A policy like this is also notoriously hard to implement.

IPPR’s report reviewed similar attempts in other countries: starting with the “Gastarbeiter” programme, launched fifty years ago, in which Turks were invited to come to Germany as temporary workers.

Decades later, the German government was forced to admit that the policy was a spectacular failure: some workers went home, but millions ended up staying permanently, bringing the policy into disrepute.

The UK government will argue the German example does not compare like with like: the “Gastarbeiter” were unskilled workers.

But other programmes, including recent examples in Canada and elsewhere which did cover skilled workers, evolved in exactly the same way: as the moment approached when the workers were supposed to go home, the enforcement of the policy was first postponed, and then quietly abandoned.
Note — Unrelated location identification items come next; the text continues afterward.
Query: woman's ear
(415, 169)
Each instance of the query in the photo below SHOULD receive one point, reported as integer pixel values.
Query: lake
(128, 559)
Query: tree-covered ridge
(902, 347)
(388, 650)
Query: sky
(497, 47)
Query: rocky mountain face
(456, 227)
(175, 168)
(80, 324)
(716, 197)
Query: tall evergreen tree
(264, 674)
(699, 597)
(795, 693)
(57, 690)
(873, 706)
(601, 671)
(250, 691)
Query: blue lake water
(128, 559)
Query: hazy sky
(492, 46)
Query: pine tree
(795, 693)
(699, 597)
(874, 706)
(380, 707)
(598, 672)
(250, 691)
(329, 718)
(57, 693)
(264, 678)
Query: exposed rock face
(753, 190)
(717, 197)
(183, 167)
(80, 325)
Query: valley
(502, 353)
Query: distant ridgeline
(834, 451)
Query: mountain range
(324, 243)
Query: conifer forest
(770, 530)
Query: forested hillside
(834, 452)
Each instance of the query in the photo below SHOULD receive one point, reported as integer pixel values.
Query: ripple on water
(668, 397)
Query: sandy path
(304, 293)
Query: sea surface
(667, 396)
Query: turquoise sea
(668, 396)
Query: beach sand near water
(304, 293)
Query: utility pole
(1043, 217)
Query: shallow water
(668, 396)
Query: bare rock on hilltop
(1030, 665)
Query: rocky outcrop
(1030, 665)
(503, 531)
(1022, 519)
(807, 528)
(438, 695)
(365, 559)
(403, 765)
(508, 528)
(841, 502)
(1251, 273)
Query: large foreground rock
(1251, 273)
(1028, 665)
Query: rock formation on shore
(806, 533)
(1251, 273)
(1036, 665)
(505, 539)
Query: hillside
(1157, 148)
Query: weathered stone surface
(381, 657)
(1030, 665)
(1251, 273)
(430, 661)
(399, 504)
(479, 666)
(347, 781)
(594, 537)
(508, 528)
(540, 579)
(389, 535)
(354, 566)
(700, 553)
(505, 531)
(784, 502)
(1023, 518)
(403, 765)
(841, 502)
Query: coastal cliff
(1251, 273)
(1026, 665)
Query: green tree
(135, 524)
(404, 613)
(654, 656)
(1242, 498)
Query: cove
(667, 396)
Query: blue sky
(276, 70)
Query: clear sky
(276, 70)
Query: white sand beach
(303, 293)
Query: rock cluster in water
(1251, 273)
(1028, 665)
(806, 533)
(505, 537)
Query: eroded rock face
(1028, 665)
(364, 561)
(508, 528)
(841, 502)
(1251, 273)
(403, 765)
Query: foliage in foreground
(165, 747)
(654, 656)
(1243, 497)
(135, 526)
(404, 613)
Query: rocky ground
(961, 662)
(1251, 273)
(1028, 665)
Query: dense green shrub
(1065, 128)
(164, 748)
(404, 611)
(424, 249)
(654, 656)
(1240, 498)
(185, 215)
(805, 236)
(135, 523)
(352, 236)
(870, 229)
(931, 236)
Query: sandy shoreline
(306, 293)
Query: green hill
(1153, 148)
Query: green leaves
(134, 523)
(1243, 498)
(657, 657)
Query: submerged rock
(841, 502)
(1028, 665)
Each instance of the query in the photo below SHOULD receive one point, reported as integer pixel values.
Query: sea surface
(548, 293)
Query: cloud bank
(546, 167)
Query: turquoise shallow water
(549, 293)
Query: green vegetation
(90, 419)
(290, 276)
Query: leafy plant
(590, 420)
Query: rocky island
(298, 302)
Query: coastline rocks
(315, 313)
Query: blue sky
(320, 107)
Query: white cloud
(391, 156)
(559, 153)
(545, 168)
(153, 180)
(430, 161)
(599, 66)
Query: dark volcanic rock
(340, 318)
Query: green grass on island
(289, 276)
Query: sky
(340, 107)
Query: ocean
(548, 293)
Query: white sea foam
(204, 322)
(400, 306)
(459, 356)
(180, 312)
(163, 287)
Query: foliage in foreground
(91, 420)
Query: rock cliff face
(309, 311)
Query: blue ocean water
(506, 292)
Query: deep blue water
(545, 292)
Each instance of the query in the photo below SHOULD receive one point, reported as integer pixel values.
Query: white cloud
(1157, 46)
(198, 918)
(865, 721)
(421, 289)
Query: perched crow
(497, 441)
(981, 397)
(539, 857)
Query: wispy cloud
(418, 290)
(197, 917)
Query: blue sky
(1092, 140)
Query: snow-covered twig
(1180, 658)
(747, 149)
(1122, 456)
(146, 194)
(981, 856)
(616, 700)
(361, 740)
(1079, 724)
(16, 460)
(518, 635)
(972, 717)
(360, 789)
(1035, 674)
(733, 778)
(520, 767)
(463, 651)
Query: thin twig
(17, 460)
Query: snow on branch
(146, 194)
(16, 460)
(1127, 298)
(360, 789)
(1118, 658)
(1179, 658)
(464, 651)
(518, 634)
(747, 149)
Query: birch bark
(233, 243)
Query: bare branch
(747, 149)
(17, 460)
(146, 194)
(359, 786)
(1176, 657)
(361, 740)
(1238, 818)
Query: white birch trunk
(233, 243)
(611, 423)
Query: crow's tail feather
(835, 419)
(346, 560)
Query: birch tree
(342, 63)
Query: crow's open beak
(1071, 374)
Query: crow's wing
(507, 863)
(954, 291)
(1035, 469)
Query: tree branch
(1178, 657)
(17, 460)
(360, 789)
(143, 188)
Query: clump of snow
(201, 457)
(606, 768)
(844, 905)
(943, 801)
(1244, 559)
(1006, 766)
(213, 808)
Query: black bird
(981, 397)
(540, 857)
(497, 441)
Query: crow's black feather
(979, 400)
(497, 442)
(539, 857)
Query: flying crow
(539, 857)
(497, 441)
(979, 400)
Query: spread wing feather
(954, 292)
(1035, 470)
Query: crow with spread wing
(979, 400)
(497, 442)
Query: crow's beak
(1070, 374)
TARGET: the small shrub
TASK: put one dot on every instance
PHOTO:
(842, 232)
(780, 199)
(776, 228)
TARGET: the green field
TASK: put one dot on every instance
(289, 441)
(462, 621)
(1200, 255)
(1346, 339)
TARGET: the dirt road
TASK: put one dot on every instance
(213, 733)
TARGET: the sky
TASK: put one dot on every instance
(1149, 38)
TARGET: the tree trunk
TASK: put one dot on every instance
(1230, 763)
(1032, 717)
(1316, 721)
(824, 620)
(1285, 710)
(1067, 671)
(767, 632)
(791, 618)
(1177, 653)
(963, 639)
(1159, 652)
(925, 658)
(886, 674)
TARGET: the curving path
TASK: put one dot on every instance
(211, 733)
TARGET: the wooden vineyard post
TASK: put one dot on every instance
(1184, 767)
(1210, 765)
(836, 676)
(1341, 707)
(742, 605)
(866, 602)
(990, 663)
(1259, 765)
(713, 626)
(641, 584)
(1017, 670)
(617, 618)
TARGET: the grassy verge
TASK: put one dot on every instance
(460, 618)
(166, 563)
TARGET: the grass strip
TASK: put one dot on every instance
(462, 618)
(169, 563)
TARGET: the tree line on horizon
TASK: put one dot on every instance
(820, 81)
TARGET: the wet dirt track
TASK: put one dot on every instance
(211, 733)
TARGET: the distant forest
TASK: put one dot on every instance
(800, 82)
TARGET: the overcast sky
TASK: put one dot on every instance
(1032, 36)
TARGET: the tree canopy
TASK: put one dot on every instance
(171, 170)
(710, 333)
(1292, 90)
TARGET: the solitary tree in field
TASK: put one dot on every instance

At the very least, any such policy requires a serious analysis of the issues around compliance and options for enforcement, an analysis which so far has been entirely lacking. Otherwise the fear will be that the government has created a rod for its own back, adding a new category of people who shouldn’t be here, but whom it has no serious plans to remove.

To repeat, there is nothing wrong with trying to shift the mix of immigration towards the temporary, but this policy is the wrong way to go about it.

Ministers should learn from experience here and abroad, and look at other ways to encourage the existing trend towards temporary migration: for example, financial incentives for migrants to return home, funded through national insurance contributions, or more tailored support for migrants to take up job opportunities in their home country (an idea which is being explored in Germany and elsewhere).

These alternatives would be fairer, more practical – and above all better for our economy, at a time when supporting growth should be our number one priority.